Eliza Best, on the other hand, is born seven generations after Tradeoff Vicar, and in her world, the state of Vermont no longer exists. With such a blank slate, my book seemed poised to become a novel about utopia. Unfortunately, most utopian novels describe a system by which the ideal society must operate, and the primary desire driving my book was not the creation of such a system, but rather, the desire to secede from systems in general: consumerism, globalization, representative democracy, the military-industrial complex, standardized education, etc. My characters didn’t want to walk away from these systems only to replace them with others; they wanted to walk away entirely. They wanted to exist in a world where even the most basic systems of cause and effect are no more probable than the birth of a child with an extra-sensory third-eye. If Eliza’s world was a utopia, then it was so only in the sense that means “the land of no land,” and not in the sense that means “this land is better than any other.”

Though the set-up of my book seemed to beg for it, I didn’t want to write a utopian novel. I wanted to write something else. And to ensure I didn’t write a utopian novel by accident, I chose to make a study of the genre the focus of my long critical paper.

Concentrating on two utopian novels, Herland, by Charlotte Perkins Gilman, and Always Coming Home, by Ursula K. Le Guin, I investigated not only the characteristics of the utopian genre, but the entire concept of genre itself. This last question came up not because of any ideas I had at the beginning of the paper, but because of ideas I had during the writing of it. If I was to describe the utopian genre, I first had to have a clear understanding of what a genre was.

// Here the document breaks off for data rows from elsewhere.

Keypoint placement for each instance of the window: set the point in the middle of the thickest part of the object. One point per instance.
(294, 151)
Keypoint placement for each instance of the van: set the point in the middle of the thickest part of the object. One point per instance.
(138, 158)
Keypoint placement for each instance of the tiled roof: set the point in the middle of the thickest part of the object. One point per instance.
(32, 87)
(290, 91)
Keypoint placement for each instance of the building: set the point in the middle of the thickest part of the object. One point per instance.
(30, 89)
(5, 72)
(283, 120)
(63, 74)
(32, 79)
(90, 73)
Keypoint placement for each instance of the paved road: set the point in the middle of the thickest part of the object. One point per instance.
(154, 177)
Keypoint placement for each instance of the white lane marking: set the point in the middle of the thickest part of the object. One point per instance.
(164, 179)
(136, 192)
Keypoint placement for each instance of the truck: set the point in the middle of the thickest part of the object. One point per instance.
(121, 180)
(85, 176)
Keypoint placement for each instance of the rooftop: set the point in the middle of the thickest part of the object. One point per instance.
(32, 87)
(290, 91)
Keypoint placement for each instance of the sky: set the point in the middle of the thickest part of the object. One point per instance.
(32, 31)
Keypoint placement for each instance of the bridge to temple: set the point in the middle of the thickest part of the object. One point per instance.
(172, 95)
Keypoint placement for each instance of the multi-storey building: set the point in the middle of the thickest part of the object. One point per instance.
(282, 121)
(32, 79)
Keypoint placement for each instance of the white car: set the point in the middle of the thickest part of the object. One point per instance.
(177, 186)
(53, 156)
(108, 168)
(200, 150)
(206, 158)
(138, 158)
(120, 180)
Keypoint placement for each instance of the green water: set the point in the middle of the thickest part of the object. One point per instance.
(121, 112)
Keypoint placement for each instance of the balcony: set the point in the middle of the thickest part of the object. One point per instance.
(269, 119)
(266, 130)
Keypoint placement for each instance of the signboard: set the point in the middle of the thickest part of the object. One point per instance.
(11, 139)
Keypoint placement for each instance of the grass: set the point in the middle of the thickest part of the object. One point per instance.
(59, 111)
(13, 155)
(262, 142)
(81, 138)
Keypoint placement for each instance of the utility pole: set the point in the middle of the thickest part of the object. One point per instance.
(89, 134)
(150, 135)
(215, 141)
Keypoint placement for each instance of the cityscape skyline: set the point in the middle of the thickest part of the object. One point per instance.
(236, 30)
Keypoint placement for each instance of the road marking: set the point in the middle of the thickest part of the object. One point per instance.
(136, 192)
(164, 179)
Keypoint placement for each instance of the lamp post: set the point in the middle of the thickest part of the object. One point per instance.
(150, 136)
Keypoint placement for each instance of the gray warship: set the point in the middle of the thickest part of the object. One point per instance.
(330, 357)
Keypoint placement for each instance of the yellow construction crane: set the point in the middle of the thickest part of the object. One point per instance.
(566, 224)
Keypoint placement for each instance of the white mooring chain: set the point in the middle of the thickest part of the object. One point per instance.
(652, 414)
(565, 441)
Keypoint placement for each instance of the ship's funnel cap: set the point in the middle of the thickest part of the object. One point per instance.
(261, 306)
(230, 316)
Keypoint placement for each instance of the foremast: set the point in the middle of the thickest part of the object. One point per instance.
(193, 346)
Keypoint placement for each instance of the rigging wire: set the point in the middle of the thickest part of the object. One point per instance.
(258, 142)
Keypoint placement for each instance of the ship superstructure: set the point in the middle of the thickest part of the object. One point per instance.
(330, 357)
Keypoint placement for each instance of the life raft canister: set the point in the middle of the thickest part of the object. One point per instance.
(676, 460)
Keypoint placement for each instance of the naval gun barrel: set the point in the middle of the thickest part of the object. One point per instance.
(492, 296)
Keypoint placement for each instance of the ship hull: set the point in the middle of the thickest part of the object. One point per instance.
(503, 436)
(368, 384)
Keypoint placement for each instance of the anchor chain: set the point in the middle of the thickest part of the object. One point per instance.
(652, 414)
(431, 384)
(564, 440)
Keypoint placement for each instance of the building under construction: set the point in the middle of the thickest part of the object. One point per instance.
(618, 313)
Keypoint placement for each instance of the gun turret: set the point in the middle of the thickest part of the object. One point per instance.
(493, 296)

A genre, I decided, is bounded, contained, and separated from the genres that are, indeed, not it; at the same time, a genre contains within it a harmony of multivariate works. The concept of genre is spatial, measured in terms of within or without, and it defines an existing dimension of any literary work.

The problem with the spatial definition of genre is that it is static; it neglects a genre’s dynamism. If a genre is a harmony of multivariate works, dynamism is the way new works figure into that song. With dynamism, the boundaries of a genre become expressions of the conceptual forces emanating from individual works, and they are always subject to flux.

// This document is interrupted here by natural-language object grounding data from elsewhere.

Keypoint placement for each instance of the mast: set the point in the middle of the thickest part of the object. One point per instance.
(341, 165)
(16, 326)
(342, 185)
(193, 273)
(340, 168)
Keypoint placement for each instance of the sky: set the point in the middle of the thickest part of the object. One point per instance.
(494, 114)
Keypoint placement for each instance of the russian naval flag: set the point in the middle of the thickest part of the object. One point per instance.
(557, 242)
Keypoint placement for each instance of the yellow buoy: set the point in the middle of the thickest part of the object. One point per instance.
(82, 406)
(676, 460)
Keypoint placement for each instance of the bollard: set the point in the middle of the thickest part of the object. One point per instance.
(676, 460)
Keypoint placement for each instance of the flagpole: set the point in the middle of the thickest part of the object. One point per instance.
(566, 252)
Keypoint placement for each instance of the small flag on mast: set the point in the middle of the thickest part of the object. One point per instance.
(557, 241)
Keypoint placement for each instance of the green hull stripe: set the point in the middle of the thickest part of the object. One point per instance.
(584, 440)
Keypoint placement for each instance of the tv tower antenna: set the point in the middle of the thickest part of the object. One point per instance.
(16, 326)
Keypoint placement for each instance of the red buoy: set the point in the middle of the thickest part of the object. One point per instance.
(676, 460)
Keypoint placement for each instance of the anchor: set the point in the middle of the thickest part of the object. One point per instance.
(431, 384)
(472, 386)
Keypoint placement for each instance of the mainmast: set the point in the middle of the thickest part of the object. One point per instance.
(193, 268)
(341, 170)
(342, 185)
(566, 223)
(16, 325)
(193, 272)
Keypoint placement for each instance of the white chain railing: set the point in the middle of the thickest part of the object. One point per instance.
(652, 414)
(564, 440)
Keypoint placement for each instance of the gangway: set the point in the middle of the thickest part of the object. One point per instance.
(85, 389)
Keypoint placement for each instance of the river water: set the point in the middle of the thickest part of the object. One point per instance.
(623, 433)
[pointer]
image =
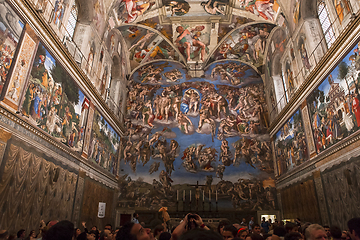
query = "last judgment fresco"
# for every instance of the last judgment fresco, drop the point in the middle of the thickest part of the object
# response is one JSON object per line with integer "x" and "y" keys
{"x": 211, "y": 130}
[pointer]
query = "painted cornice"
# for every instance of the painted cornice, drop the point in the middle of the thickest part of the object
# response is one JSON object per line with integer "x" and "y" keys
{"x": 329, "y": 61}
{"x": 50, "y": 39}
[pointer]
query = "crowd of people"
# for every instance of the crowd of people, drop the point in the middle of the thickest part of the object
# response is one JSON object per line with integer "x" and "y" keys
{"x": 192, "y": 227}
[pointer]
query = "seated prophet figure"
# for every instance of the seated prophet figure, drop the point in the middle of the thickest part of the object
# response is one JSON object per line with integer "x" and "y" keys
{"x": 185, "y": 39}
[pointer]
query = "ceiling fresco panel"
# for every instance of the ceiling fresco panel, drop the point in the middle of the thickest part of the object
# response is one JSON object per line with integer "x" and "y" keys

I wondered in my paper how a writer consciously attempts to reshape the lines of her chose genre. How could she work within a genre at the same time as she goes beyond it? These wasn’t just a theoretical question for the sake of my paper. They were the foundational questions of my entire creative project.

On the question of utopian literature, I discovered that utopian literary works present fictional social systems in values that cast them as positively transcendent, and they often do so by giving an outsider’s perspective on the characteristics of the fictional society. Works that do not include this perspective are necessarily attempts to innovate the genre.

The tradition of utopian literature often presents reality as an object of study. But during the course of my paper, I realized that utopian literature would be more effective if it illustrated the personal moments that are necessary to make a utopia real.

Perhaps the mistake that traditionalists make is not in inventing a utopian society to describe, but in allowing an outsider to describe it. By changing the dynamic from “object” to “subject,” an innovative piece of utopian literature apprehends not only laws and systems, but life. And it is the dynamism of life that will finally propel a reader into the land of no land.

My book wouldn’t be a utopian novel, but if it ended up being one by accident, I decided it would be, at the very least, an attempt to innovate the genre.